W odpowiedzi na masową wycinkę drzew opozycyjni politycy i aktywiści w całym kraju zwrócili się do prezydentów, wójtów i burmistrzów z prośbą o wskazanie miejsc publicznych, w których mogliby zasadzić drzewa. Taki wniosek wpłynął także do prezydenta Lubina. Magistrat inicjatywę chwali, ale na nasadzenia się nie zgadza.

W Lubinie o masowej wycince drzew nie ma mowy (na zdj. wycinka pod Osiekiem)

W imieniu grupy aktywistów miejskich wniosek do magistratu z prośbą o wyznaczenie odpowiedniego miejsca i zgodę na nasadzenia złożył Grzegorz Zieliński, przewodniczący lubińskiego koła Nowoczesnej. 

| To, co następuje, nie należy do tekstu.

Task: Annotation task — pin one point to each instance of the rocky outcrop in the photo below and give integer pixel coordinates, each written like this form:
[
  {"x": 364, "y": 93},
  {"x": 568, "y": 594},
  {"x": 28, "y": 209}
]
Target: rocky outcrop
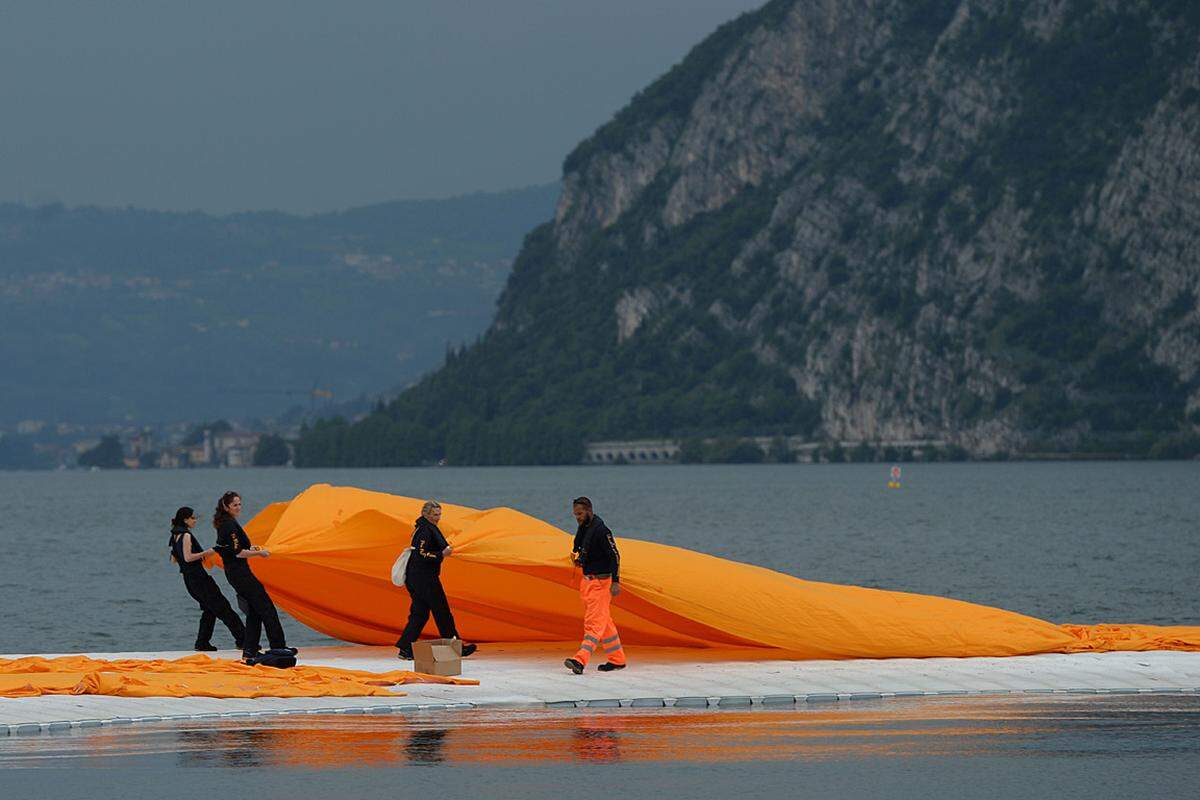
[
  {"x": 927, "y": 181},
  {"x": 972, "y": 221}
]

– Cieszymy się, że mieszkańcy wychodzą z taką inicjatywą i propagują świadomość ekologiczną, jednak nie ma możliwości wskazania takiego miejsca – mówi Jacek Mamiński, rzecznik prezydenta Lubina. – Posadzenie drzewa wiąże się z koniecznością dbania o nie przez wiele lat, podlewania, nawożenia. Miasto co roku sadzi, a następnie dba o kilkadziesiąt drzew zgodnie z własnym planem nasadzeń. Poza tym na terenie miasta nie ma mowy o masowej wycince drzew. Usuwane są przede wszystkim drzewa chore, obumarłe, stanowiące zagrożenie oraz kolidujące z różnego rodzaju inwestycjami. Zapotrzebowanie na tereny, które można obsadzić nowymi drzewami, jest więc ograniczone – wyjaśnia Mamiński.

Nowocześni politycy nie poddają się i zapowiadają, że będą szukać partnerów wśród prywatnych osób, firm i różnych instytucji. Mają też nadzieję, że uda im się upowszechnić zwyczaj sadzenia drzew w związku z upamiętnieniem narodzin dziecka czy też innych ważnych wydarzeń w życiu mieszkańców. W najbliższym czasie planują też rozdawać mieszkańcom sadzonki drzew.